Recently, we went with our son and daughter to a children’s cafe. Since it was a day off, there were many babies. Everyone was running, screaming, jumping. But most of all I remember the boy, whose behavior was far from ideal. I immediately remembered age crises in my children.
What do we even know about these crises? After all, everyone has crises: someone worries about work (and other working moments), someone has problems on a personal front. Age crises also have their own nuances.
I once asked my mom if I had any problems at a certain age. Only the transitional age is considered to be a problem for me, the rest of the time is quite tolerable. It’s just that our parents are not so well aware of age crises, as we know (especially thanks to our children).
Our children are very different from us. Our generation was calm and docile. The current kids are restless, hyperactive, with a certain pace of life. Our parents, the older generation, say this: you were not like that !. It seems to me that the modern world is a huge step forward (if we compare it with the recent past). And children, of course, always walk ahead of us.
They master the modern technology faster than us, understand computer programs, easily adapt to new conditions. Of course, the current pace of life requires us to develop faster, to keep up with life. Acceleration also contributes to the load on the young body.
The first crisis – the moment of birth
For example, a huge amount of sounds, smells, information immediately falls on a newborn. And also – people, events, images. Mom in the tummy calm, quiet, comfortable. Of course, the child hears and feels everything. Scientists have shown that in addition to sounds (when mom and dad are talking to the tummy, music, etc.), the baby can smell and smell in the womb. But not as sensitive as a newborn.

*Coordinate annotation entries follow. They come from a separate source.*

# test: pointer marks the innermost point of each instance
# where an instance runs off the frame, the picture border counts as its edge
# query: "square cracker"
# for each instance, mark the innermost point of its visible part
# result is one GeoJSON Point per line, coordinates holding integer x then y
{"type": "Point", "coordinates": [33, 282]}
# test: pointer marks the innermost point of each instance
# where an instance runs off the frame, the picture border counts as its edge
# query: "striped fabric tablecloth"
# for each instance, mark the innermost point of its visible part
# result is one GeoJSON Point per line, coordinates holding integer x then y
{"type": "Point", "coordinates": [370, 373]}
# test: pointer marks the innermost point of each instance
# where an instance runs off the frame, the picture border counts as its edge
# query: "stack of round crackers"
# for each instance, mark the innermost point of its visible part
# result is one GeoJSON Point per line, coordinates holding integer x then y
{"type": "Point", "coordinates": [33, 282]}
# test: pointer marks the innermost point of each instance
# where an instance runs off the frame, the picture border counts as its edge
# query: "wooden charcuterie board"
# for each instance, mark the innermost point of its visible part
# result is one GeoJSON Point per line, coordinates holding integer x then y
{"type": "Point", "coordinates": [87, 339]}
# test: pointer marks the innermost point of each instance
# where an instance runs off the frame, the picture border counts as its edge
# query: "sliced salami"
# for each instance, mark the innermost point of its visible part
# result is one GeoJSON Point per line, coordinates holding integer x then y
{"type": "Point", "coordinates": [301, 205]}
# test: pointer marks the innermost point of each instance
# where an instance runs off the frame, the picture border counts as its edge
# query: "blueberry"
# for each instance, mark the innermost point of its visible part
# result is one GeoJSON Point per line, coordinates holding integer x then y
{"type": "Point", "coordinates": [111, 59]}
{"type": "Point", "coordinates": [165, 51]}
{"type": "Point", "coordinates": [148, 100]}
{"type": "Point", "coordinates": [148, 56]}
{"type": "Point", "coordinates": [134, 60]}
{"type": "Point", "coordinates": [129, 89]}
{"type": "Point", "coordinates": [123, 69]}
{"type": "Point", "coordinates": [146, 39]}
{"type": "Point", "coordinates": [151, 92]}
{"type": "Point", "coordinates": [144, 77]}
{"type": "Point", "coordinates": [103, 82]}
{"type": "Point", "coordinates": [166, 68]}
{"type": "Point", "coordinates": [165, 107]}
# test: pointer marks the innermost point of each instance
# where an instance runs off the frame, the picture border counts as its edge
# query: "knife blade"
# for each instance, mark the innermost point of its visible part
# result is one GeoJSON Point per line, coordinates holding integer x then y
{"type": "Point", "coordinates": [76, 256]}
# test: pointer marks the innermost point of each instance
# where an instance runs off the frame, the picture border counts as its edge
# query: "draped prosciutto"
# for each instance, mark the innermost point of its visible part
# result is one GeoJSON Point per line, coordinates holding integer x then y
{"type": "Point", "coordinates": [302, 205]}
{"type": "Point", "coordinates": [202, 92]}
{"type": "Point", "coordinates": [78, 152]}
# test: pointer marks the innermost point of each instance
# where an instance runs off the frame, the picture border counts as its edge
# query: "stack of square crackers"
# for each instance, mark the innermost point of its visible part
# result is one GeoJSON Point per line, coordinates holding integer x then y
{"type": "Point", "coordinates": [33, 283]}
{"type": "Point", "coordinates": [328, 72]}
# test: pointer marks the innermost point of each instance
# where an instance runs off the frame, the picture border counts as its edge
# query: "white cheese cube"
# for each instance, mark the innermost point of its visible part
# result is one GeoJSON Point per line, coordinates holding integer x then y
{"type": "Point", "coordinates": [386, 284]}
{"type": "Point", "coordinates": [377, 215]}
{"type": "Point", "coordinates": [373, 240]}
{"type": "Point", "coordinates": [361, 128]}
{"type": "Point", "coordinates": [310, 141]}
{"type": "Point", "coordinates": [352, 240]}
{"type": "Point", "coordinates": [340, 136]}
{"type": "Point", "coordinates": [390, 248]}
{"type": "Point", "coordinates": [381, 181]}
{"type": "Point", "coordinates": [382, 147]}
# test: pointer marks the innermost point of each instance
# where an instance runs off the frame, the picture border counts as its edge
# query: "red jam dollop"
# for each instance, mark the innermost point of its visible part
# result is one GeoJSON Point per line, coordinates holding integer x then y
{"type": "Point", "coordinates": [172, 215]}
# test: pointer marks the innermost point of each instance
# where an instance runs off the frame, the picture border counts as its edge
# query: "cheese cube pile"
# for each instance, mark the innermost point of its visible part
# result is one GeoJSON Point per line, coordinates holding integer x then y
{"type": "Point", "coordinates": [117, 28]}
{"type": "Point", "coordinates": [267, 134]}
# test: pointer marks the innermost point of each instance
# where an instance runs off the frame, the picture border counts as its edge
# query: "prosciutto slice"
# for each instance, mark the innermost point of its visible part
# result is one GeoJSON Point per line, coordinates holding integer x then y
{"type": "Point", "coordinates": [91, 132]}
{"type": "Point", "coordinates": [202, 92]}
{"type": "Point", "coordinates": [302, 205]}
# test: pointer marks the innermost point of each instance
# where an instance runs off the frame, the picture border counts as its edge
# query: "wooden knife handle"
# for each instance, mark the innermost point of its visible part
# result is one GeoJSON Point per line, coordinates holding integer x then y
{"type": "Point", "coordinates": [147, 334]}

It is difficult for a newborn to have to adapt quickly to a whole new, different, more rhythmic life. From here, as psychologists say, a nervous overstrain, stress from a set of the done work.

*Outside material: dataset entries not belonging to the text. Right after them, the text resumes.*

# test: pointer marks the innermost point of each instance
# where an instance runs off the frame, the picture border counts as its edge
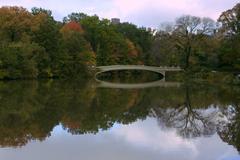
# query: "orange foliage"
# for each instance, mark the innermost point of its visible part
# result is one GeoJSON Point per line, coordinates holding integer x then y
{"type": "Point", "coordinates": [73, 26]}
{"type": "Point", "coordinates": [133, 52]}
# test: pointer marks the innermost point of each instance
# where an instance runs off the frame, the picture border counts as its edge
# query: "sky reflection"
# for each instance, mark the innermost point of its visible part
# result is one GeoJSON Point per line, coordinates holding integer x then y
{"type": "Point", "coordinates": [140, 140]}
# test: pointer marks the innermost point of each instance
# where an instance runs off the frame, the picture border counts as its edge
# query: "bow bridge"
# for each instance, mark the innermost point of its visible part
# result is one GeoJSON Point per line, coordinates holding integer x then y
{"type": "Point", "coordinates": [162, 69]}
{"type": "Point", "coordinates": [159, 83]}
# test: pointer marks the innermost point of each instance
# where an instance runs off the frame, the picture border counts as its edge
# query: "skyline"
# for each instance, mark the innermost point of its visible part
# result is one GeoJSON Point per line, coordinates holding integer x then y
{"type": "Point", "coordinates": [147, 13]}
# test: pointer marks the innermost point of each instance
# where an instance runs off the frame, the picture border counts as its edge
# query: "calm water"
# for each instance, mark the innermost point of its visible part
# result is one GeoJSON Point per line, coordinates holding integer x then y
{"type": "Point", "coordinates": [62, 120]}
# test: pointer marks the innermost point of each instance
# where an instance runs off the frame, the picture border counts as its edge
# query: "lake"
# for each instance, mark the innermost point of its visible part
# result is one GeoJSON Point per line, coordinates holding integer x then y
{"type": "Point", "coordinates": [69, 120]}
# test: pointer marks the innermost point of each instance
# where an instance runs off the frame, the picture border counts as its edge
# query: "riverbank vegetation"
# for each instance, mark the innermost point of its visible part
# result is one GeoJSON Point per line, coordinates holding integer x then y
{"type": "Point", "coordinates": [34, 45]}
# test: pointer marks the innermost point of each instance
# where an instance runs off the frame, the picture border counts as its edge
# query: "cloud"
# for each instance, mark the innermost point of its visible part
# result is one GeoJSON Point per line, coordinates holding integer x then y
{"type": "Point", "coordinates": [144, 12]}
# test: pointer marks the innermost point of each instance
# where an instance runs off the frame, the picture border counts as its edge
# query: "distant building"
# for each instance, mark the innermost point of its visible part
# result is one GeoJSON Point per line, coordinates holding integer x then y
{"type": "Point", "coordinates": [115, 21]}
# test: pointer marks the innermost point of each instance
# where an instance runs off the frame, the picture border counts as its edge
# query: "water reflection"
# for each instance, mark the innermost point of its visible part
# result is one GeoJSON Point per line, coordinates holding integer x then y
{"type": "Point", "coordinates": [171, 119]}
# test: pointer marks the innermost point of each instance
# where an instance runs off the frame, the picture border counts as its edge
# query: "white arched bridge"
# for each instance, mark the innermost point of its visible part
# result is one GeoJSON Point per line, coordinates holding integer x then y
{"type": "Point", "coordinates": [159, 83]}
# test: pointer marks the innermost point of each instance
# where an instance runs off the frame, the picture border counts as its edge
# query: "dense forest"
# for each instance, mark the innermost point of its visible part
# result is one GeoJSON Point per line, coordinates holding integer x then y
{"type": "Point", "coordinates": [34, 45]}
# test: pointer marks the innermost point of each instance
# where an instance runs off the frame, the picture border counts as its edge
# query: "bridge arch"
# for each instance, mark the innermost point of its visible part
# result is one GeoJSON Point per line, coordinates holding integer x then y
{"type": "Point", "coordinates": [159, 70]}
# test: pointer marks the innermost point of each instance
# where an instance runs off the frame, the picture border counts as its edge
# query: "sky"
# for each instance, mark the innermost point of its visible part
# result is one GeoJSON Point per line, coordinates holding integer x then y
{"type": "Point", "coordinates": [148, 13]}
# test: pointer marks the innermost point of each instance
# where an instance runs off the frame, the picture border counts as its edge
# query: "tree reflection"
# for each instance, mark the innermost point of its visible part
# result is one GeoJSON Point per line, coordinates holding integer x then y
{"type": "Point", "coordinates": [29, 110]}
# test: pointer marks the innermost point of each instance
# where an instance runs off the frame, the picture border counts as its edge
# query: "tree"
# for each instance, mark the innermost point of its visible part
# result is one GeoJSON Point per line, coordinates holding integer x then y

But this is also the most significant period in the life of the crumbs. Because the baby needs attention, maximum warmth, care and love. In order for the adaptation to take place on time and without problems, it is enough just to listen to your maternal instinct: feed in time, pick up, change the diaper.

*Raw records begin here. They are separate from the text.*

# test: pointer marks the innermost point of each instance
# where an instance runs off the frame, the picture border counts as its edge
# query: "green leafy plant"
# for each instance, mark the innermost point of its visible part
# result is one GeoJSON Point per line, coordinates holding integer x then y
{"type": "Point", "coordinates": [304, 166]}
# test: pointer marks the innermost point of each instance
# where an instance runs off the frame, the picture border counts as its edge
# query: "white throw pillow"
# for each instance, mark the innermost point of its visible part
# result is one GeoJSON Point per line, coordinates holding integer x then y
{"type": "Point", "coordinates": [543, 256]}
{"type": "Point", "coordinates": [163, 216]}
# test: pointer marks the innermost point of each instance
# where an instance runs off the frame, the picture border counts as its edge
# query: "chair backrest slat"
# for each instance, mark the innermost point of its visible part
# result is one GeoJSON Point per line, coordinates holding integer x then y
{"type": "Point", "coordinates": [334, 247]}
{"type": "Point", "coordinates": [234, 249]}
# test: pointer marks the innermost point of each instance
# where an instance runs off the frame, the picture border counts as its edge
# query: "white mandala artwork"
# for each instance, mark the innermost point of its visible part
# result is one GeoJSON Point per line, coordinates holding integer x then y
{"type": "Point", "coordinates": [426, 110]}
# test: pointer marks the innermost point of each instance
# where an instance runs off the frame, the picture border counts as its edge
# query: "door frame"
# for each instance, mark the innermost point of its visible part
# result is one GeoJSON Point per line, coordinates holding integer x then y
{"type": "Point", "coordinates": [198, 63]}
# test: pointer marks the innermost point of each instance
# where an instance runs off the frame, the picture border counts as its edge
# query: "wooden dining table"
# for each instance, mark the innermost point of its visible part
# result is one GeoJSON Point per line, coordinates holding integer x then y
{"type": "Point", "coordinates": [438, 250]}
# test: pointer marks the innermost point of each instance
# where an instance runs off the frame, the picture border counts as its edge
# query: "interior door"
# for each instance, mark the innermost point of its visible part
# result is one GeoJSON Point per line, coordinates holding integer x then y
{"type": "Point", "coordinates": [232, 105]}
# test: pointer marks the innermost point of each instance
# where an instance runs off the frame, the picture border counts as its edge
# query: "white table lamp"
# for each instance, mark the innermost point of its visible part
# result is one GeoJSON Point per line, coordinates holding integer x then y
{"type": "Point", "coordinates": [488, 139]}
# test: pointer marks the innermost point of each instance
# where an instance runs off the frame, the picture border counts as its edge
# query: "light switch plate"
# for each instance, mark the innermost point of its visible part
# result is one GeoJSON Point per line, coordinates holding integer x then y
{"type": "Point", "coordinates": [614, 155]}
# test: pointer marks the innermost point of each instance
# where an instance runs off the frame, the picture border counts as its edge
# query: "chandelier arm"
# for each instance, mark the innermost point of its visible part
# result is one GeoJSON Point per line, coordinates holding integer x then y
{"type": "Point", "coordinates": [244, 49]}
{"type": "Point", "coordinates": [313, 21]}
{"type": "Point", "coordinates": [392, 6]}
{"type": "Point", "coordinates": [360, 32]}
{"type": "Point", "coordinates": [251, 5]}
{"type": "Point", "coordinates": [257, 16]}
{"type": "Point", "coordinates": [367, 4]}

During this period, kids know the world with might and main: they start walking and talking. My children started walking even before the year (10-11 months), but this is individual. I know from my own experience that it is also the formation of my own Self. During this period, children demand their own: fulfillment of their desires (go, take, do what they want).
The children are still attached to their mother. And if breastfeeding is still fed, then all the more. And, as it seems to me, they want to eat my mother’s milk, not because they are hungry, but to make sure that mom is near.
Crisis of 3-4 years
Children’s psychologists call this period the most difficult. But at the same time, they consider it normal and quite natural. The kid simply forms his personality. But sometimes the children are simply unbearable: the mood changes, as the weather at sea, the behavior is terrible. And what is most offensive is that the child, in fact, is not guilty of anything, he is simply forming a character.
For us, this period was the most difficult, perhaps. My daughter has changed a lot then. From a calm and docile child, she turned into harm. It was difficult for her to please something, to give up. She demanded not just attention, but fulfillment of whims that changed every minute. The child himself did not understand what he wanted.
I tried to direct her energy and obstinacy just in the right direction. We often began to draw, engage. These exciting activities have helped us cope with anxieties, experiences, and mood swings. Drawing, the daughter calmed down noticeably. Yes, and these classes give the benefit that the child develops, forgetting about the problems.
What age crises did you encounter? And how did you fight it? What helped cope?